Dossier : Cadrage : Prérogatives

N’en déplaise aux chantres de la révision constitutionnelle, le Maroc n’en a pas besoin pour le moment pour avancer vers plus de démocratie et de progrès. D’abord, parce que le pays ne vit pas de crise politique ou institutionnelle qui commanderait une telle réforme. Ensuite, parce que le seul changement qui s’impose aujourd’hui plus que jamais concerne le champ et la pratique politiques. C’est aux hommes politiques de changer dans le sens qui permet une réhabilitation réelle de leur rôle aussi bien dans la société que dans l’exercice des responsabilités.
En effet, le paysage partisan national se trouve toujours dans un état déplorable. Sous l’époque de Feu Hassan II, les partis du pouvoir étaient des godillots bons à exécuter des instructions et des ordres et l’opposition d’alors, incarnée principalement par l’USFP, faisait de l’activisme par rapport au régime jusqu’à l’avènement de l’alternance en 1998. En somme, le jeu politique pendant cette période était régenté avec un Driss Basri omnipotent qui faisait et défaisait entre autres les carrières politiques et les mandats électifs, maîtrisait grands et petits détails en maniant le bâton et la carotte.

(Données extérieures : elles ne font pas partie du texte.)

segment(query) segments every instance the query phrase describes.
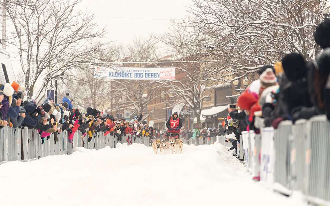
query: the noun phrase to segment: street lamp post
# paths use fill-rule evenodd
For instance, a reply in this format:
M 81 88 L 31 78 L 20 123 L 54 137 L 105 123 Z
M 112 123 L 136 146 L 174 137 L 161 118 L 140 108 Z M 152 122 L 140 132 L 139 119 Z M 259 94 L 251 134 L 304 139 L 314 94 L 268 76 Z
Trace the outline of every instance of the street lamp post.
M 322 13 L 324 16 L 325 19 L 330 16 L 330 2 L 327 1 L 322 9 Z

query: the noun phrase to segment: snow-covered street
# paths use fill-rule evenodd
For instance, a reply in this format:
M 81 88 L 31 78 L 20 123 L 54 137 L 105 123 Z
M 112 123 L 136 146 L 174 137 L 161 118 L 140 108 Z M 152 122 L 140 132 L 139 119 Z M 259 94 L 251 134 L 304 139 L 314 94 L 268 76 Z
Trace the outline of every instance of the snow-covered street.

L’arrivée de l’alternance monarchique a rompu avec ce système puisque S.M le Roi Mohammed VI a dissous ce dernier par le limogeage en novembre 1999 de l’ex-ministre d’État à l’Intérieur. Une révolution. Ce faisant, il a signifié la fin d’une ère et le commencement d’une autre où chacun doit assumer ses responsabilités. Habitués jusqu’ici à être encadrés pour ne pas dire plus, nombre de partis s’en sont trouvés perdus, ne sachant sur quel pied danser. Cette nouvelle réalité révèle chaque jour qui passe la profondeur du vide des coquilles qui se faisaient passer pour des formations politiques. Celles-ci ont visiblement du mal à exister dans le Maroc nouveau et à se débarrasser des réflexes du passé dont le plus caricatural concerne le maintien des communiqués bidons et rédigés à l’identique sur “ la nécessité de rester mobilisés pour défendre la cause nationale contre les adversaires de l’intégrité territoriale et relever les défis qui attendent le Maroc dans tous les domaines “ rendus publics à la suite des réunions des bureaux politiques des partis respectifs. Or, on ne fait pas un parti avec de grands trémolos d’indignation et une surenchère dans les incantations. Un parti est un espace de réflexion, de débat et d’action doté d’un programme réaliste et réalisable, qui oeuvre sainement pour participer à la gestion des affaires publiques. Ce n’est pas une boutique qui distribue à tour de bras les accréditations à l’occasion des élections. Il n’y a qu’à voir l’ambiance qui règne au Parlement avec ses deux Chambres pour mesurer l’ampleur de la crise qui frappe la classe politique marocaine et l’étendue du travail qui reste à faire. C’est cette réalité-là, qui ne fait pas honneur au Maroc, qu’il faut changer en ayant le courage d’assainir l’action politique dans tous ses aspects.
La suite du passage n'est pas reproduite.